Interview

„Krieg ist kein Mittel, um den Konflikt in Syrien zu lösen“

Markus Bernhardt im Gespräch mit Annette Groth
|    Ausgabe vom 4. Dezember 2015
 (Foto: AG Gymnasium Melle, commons.wikimedia.org)
(Foto: AG Gymnasium Melle, commons.wikimedia.org)

UZ: Die Bundesregierung plant den zurzeit größten Militäreinsatz in Syrien. Wie steht die Fraktion „Die Linke“ zu diesem Einsatz?

Annette Groth ist menschenrechtspolitische Sprecherin der Linksfraktion im Bundestag.

Annette Groth ist menschenrechtspolitische Sprecherin der Linksfraktion im Bundestag.

Annette Groth: Die Linksfraktion lehnt diesen unverantwortlichen und völkerrechtswidrigen Militäreinsatz ab. Wieder einmal versuchen die politisch Verantwortlichen unter dem Deckmantel des von ihnen ausgerufenen „Kriegs gegen den Terror“, einen Militäreinsatz zu rechtfertigen. Die Realität ist jedoch, dass der sogenannte „Islamische Staat“ (IS) und die verschiedenen Ausprägungen dieser Form des „politischen Islams“ vor allem auch ein Ergebnis der völkerrechtswidrigen Angriffskriege gegen Irak, Libyen sowie der bewussten jahrelangen Destabilisierung des gesamten Nahen und Mittleren Ostens sind.

UZ: Welche konkreten Vorstellungen hat die Linksfraktion?

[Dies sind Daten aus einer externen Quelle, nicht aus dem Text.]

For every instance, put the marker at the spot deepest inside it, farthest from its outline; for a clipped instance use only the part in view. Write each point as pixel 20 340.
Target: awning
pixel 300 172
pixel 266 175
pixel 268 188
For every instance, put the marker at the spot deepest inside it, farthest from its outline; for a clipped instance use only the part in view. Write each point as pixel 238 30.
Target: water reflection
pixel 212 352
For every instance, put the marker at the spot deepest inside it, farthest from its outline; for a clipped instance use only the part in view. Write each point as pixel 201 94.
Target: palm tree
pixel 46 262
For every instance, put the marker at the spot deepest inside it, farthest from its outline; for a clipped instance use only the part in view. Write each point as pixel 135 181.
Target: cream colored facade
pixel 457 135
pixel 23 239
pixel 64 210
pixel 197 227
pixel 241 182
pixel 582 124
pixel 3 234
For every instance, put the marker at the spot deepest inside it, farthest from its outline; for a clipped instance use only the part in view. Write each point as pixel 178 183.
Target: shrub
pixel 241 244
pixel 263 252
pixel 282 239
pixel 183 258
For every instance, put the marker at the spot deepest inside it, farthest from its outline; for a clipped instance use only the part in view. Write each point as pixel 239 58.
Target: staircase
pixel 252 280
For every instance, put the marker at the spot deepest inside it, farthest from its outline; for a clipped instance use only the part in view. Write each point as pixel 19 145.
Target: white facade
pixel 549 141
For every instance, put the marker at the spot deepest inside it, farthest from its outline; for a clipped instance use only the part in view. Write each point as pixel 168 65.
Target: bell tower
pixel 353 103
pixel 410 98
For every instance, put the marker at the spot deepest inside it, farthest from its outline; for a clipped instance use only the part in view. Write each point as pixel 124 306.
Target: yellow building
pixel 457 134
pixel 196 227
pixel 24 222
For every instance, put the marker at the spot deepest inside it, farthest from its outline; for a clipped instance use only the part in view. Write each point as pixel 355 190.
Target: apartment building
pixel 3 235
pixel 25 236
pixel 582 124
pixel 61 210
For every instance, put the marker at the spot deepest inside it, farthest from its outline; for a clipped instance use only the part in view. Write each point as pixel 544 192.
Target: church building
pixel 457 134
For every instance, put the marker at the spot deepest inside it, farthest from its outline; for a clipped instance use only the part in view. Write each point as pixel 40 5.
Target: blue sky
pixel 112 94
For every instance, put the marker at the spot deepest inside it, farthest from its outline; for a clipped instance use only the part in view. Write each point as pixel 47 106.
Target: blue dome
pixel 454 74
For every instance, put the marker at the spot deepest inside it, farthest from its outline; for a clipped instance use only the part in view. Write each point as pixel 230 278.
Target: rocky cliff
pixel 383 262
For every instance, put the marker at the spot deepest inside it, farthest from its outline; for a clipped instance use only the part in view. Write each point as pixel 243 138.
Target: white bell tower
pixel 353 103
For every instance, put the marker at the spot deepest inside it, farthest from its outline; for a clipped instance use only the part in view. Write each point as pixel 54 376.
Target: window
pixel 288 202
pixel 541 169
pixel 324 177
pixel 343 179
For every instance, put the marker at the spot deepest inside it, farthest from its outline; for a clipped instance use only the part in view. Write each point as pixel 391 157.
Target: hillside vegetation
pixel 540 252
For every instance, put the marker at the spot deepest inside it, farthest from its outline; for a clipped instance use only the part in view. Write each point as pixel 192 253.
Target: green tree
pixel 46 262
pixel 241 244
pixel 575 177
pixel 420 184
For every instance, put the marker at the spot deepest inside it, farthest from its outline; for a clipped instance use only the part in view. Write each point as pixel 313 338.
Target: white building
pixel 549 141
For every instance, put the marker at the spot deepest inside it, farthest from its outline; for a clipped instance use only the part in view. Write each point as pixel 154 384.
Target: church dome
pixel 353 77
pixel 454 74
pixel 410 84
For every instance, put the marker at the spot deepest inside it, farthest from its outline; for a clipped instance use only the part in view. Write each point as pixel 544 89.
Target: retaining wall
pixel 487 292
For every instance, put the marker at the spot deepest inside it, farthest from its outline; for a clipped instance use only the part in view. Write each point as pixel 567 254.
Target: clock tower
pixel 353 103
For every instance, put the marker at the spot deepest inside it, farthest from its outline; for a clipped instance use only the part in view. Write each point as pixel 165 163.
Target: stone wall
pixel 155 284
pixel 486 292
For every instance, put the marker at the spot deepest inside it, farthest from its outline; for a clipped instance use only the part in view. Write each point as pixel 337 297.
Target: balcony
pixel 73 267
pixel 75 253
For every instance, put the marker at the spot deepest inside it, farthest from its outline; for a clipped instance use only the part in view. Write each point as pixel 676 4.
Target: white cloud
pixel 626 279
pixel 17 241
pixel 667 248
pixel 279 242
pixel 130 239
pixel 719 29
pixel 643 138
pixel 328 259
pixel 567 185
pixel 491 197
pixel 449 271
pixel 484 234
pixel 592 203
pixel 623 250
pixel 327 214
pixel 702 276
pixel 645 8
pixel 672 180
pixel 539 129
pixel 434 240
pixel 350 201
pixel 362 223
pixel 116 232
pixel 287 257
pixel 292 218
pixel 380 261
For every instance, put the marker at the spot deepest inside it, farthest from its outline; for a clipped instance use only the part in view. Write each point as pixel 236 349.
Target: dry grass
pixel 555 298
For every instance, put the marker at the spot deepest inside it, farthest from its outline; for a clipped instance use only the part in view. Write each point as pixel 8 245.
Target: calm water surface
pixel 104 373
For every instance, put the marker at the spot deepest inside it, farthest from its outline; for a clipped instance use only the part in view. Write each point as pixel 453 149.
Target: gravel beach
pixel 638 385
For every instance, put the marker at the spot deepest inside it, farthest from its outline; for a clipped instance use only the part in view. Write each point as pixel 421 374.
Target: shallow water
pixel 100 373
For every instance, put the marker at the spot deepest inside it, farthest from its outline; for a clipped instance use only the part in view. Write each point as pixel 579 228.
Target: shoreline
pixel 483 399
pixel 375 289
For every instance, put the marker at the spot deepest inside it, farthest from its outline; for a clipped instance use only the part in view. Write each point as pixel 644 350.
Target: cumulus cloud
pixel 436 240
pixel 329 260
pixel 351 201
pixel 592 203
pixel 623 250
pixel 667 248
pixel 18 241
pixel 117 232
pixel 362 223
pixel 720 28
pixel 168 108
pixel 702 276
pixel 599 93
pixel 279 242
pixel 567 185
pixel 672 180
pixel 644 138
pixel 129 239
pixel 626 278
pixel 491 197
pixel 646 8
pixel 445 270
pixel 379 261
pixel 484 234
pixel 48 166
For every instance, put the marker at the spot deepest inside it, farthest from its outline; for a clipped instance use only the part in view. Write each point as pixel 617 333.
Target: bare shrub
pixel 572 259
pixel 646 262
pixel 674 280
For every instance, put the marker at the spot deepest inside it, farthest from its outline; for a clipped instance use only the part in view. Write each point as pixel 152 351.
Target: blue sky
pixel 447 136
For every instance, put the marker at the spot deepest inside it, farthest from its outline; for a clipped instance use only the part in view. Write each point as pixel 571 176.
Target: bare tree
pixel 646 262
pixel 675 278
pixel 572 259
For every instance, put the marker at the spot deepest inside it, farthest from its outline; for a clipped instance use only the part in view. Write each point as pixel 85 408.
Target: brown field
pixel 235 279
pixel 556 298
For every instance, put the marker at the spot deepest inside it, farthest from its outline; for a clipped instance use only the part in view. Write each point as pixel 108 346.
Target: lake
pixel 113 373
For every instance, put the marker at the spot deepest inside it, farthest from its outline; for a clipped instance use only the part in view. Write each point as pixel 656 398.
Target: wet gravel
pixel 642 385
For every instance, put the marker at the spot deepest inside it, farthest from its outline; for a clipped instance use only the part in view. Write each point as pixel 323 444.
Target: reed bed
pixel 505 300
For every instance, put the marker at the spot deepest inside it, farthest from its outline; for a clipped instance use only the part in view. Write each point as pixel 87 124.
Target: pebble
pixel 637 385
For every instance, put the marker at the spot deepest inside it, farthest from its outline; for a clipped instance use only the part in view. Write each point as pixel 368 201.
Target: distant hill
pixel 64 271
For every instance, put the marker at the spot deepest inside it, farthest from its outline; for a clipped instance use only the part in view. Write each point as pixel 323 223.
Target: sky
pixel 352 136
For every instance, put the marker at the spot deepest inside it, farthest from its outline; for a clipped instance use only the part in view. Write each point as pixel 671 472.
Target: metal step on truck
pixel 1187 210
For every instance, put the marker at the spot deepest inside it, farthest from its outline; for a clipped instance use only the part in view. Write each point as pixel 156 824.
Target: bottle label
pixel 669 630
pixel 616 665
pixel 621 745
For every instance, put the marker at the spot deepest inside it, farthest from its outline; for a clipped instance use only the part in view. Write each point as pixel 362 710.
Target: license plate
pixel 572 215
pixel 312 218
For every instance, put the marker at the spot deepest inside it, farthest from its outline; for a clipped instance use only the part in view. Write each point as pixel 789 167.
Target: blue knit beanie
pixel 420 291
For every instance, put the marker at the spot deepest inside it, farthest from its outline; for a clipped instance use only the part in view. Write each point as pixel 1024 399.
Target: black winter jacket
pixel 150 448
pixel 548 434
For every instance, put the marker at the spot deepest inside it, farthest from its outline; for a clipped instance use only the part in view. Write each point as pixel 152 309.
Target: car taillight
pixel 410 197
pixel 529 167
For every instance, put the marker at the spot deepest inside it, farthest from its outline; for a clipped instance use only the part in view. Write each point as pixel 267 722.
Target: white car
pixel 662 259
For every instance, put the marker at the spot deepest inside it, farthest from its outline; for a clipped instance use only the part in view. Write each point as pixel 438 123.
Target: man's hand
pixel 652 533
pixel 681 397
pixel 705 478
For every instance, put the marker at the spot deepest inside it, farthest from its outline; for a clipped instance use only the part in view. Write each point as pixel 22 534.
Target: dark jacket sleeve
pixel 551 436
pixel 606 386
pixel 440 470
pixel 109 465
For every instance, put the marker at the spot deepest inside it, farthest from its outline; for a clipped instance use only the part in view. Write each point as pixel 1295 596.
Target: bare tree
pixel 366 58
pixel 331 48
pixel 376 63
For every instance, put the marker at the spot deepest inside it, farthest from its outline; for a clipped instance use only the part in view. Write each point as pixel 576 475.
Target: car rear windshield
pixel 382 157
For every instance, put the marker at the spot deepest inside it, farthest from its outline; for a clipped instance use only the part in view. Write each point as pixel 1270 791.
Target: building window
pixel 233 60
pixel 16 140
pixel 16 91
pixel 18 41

Annette Groth: Meine Fraktion weist darauf hin, dass ein Friedensprozess in dieser Region nur durch Verhandlungen erreicht werden kann. Mit militärischen Mitteln kann kein Frieden geschaffen werden. Solche Behauptungen sind genauso falsch, wie jene zu Beginn des Kriegseintritts der Bundeswehr in Afghanistan. In Realität setzen die Industriestaaten des globalen Nordens seit Jahrzehnten ihre imperialen Interessen durch, wobei in Ländern wie Afghanistan, Libyen, Syrien oder Irak strategische Öl- und Gasinteressen im Mittelpunkt stehen. Durch die Bekämpfung und Destabilisierung unliebsamer Regierungen wurde der gesamte Nahe und Mittlere Osten ins Chaos gestürzt. Wenn jetzt die Bombardierungen in Syrien und Irak weiter intensiviert werden, wird das nur dem IS in die Hände spielen. Jeder Tote und Verletzte durch die Bomben der „Koalition der Willigen“ wird zu einer weiteren Empörung der Menschen gegenüber den Staaten des globalen Nordens führen.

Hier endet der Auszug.